The advent of the quantum computer makes current public-key infrastructure insecure. Cryptography community is addressing this problem by designing, efficiently implementing, and evaluating novel public-key algorithms capable of withstanding quantum computational power. Governmental agencies, such as NIST, are promoting standardization of quantum-resistant algorithms that is expected to run for 7 years. Several modern applications must maintain permanent data secrecy; therefore, they ultimately require the use of quantum-resistant algorithms. Because algorithms are still under scrutiny for eventual standardization, the deployment of the hardware implementation of quantum-resistant algorithms is still in early stages.
In this article, we propose a methodology to design programmable hardware accelerators for lattice-based algorithms, and we use the proposed methodology to implement flexible and energy efficient post-quantum cache-based accelerators for NewHope, Kyber, Dilithium, Key Consensus from Lattice (KCL), and R.EMBLEM submissions to the NIST standardization contest.
To the best of our knowledge, we propose the first efficient domain-specific, programmable cache-based accelerators for lattice-based algorithms. We design a single accelerator for a common kernel among various schemes with different kernel sizes, i.e., loop count, and data types. This is in contrast to the traditional approach of designing one special purpose accelerators for each scheme.

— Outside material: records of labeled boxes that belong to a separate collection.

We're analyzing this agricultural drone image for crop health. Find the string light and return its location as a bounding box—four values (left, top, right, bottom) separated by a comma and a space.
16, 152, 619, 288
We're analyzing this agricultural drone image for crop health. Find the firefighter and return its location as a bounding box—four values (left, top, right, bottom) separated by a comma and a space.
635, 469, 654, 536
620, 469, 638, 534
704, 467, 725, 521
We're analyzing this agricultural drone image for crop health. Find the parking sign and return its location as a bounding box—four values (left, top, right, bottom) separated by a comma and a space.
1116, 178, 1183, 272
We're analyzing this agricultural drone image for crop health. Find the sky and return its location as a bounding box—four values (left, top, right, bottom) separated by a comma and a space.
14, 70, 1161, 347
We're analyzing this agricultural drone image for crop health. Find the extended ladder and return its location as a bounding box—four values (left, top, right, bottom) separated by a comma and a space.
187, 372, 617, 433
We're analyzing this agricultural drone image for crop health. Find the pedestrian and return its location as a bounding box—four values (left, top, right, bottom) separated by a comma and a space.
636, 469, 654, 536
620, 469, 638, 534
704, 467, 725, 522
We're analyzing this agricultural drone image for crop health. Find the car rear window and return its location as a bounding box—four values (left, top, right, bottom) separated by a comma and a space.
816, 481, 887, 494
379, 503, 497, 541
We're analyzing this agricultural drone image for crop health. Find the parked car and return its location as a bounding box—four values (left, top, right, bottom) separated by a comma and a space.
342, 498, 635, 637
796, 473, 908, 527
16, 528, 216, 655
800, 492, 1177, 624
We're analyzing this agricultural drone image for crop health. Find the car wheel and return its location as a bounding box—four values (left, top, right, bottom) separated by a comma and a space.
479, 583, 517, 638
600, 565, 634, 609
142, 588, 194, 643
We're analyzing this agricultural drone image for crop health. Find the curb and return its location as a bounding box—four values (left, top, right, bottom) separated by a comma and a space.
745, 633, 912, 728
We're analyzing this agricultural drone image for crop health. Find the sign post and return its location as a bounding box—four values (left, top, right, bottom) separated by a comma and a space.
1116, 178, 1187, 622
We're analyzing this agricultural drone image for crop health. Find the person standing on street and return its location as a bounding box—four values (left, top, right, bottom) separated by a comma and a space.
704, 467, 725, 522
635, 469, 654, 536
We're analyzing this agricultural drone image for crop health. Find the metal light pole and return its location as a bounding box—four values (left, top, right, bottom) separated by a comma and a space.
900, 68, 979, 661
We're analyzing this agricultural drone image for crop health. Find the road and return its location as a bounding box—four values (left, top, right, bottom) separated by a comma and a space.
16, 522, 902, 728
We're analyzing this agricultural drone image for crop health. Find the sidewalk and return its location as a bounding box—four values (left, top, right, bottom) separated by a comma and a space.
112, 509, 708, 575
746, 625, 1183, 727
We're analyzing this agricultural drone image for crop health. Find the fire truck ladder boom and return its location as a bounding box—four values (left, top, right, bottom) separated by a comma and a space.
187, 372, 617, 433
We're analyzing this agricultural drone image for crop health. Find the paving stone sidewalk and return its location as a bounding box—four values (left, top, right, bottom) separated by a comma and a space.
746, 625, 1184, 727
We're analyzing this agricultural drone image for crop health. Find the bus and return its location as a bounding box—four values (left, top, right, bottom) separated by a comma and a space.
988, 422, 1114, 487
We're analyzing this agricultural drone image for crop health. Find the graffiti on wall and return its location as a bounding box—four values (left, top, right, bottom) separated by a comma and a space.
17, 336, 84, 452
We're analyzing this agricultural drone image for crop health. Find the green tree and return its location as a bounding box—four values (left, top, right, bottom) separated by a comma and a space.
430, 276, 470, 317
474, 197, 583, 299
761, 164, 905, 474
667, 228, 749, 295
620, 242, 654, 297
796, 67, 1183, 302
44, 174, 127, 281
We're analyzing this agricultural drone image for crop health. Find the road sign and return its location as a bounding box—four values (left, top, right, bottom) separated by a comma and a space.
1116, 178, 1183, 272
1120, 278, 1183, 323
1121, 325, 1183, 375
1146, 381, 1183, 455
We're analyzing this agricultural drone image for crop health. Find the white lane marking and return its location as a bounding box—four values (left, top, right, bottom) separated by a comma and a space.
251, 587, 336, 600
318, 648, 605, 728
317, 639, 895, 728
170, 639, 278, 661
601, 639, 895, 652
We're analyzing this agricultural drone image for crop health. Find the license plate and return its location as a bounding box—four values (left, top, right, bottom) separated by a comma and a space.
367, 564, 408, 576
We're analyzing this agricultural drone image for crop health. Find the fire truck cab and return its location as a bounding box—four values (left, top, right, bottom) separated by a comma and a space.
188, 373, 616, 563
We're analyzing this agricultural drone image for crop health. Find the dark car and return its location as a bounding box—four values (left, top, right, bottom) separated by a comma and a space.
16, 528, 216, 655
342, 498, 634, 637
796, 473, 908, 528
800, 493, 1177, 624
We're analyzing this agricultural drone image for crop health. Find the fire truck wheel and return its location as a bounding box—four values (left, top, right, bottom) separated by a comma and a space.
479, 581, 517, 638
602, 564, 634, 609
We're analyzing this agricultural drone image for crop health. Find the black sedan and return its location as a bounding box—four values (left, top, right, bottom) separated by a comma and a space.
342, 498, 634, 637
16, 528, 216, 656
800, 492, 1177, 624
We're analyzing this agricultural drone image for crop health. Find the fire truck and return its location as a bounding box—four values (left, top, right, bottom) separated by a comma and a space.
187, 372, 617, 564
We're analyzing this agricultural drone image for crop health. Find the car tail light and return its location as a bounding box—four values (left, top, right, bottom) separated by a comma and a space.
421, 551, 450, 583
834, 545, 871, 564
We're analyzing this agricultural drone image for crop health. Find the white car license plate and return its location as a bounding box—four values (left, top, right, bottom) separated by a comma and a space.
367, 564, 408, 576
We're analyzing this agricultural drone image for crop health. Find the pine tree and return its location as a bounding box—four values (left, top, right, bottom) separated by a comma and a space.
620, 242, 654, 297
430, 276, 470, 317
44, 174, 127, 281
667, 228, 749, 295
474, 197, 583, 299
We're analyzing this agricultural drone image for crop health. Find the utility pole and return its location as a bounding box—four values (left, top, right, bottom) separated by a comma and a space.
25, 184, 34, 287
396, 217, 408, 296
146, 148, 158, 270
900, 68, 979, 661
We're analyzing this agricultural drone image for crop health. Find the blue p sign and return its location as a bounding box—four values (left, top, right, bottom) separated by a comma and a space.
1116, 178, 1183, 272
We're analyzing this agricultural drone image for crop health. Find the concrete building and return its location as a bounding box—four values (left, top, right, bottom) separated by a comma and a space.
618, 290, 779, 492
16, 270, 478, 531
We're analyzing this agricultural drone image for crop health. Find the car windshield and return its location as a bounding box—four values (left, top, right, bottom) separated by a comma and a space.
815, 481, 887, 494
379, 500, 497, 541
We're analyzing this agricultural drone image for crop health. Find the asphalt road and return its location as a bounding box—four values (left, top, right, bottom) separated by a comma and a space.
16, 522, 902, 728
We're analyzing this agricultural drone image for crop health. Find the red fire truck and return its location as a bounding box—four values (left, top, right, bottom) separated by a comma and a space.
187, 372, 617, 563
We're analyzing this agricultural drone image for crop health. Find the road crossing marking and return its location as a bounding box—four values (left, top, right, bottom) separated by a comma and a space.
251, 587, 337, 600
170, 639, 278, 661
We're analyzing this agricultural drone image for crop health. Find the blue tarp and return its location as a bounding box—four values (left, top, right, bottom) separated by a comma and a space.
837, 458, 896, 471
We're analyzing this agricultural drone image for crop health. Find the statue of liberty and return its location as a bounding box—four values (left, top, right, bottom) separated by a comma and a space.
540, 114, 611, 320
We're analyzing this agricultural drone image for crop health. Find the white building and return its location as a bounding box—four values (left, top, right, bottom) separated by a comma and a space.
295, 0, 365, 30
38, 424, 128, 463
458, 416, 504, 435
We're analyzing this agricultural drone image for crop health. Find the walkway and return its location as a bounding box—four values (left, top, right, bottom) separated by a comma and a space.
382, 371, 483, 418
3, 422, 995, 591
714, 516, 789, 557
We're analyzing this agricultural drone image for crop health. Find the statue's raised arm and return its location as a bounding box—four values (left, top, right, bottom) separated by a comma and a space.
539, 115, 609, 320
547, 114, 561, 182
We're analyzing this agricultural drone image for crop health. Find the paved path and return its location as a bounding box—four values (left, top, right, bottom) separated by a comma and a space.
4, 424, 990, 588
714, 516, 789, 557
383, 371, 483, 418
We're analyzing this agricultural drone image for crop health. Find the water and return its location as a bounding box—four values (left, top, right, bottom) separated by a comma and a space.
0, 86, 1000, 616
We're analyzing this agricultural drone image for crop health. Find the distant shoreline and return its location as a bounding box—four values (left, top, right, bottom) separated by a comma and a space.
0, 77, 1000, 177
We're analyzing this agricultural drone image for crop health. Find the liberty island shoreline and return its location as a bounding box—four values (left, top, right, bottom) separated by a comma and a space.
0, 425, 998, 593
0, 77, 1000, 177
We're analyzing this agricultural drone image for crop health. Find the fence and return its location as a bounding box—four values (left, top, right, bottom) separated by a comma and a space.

We validate our methodology by integrating our accelerators into an HLS-based SoC infrastructure based on the X86 processor and evaluate overall performance. Our experiments demonstrate the suitability of the approach and allow us to collect insightful information about the performance bottlenecks and the energy efficiency of the explored algorithms. Our results provide guidelines for hardware designers, highlighting the optimization points to address for achieving the highest energy minimization and performance increase. At the same time, our proposed design allows us to specify and execute new variants of lattice-based schemes with superior energy efficiency compared to the main application processor without changing the hardware acceleration platform. For example, we manage to reduce the energy consumption up to 2.1x and energy-delay product (EDP) up to 5.2x and improve the speedup up to 2.5x.